Today, 78 practices use the system and a further 73 are “mobilising”, including 11 practices in rural parts of Scotland where patients are often moved around at great expense for minor treatments.

The company expects that by this time next year, around two million people will have access to webGP.

WebGP is also working with EMIS on the possibility of including integration into Emis practice websites, which will include the ability for patients to use their personal access code, push eConsults into workflow and possibly autopolulate elements of the e-consult into the electronic patient record.

Madan said the e-consult forms are currently sent to practices via email, usually into a dedicated inbox as a pdf attachment. Practices have different ways of getting these to GPs for review.

At Hurley Group, doctors were initially blocked off for one face-to-face patient appointment if they dealt with three e-consults and this has now gone down to two, relieving pressure on busy GPs as e-consults generally take three minutes to complete.

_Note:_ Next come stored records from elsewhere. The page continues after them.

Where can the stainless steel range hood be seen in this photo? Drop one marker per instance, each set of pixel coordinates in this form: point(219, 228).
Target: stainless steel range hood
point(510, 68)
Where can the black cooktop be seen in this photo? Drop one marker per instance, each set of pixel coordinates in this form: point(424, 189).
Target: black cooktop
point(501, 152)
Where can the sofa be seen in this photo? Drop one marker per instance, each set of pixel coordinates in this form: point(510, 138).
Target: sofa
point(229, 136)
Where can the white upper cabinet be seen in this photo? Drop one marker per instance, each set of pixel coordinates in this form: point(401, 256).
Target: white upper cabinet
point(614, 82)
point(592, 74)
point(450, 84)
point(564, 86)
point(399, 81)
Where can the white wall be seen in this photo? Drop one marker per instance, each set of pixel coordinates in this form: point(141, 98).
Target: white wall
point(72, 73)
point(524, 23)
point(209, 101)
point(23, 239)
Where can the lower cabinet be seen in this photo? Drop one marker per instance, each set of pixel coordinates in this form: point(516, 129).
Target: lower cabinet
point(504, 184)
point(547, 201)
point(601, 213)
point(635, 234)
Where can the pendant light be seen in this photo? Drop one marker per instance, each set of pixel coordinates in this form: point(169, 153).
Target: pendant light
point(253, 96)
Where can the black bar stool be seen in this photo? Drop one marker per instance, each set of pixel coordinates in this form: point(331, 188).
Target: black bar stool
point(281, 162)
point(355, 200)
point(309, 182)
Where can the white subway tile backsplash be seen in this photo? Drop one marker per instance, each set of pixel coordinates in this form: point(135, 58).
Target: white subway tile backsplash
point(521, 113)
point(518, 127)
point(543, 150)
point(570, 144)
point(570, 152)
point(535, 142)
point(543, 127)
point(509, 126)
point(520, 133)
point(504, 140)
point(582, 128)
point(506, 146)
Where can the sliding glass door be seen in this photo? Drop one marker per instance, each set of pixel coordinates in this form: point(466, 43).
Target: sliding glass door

Within his group they have found that in 40% of cases the GP feels confident enough to issue a prescription without any further information, in 20% of cases they need to call the patient for some more details before making their decision and in 40% the GP recommends that the patient comes in for an appointment.

Patients are re-contacted via phone, usually by reception staff, as a way of verifying identity and ensuring the outcome of the consult is received.

The company is working on its next set of e-consultation forms, based partly on what patients are searching for in the symptoms area.

Patients must be registered with the practice, be over 18 and confirm that they do not believe their problem is medically urgent to use the service.

Red flags appear if patients put in certain answers to advise them to seek urgent medical attention.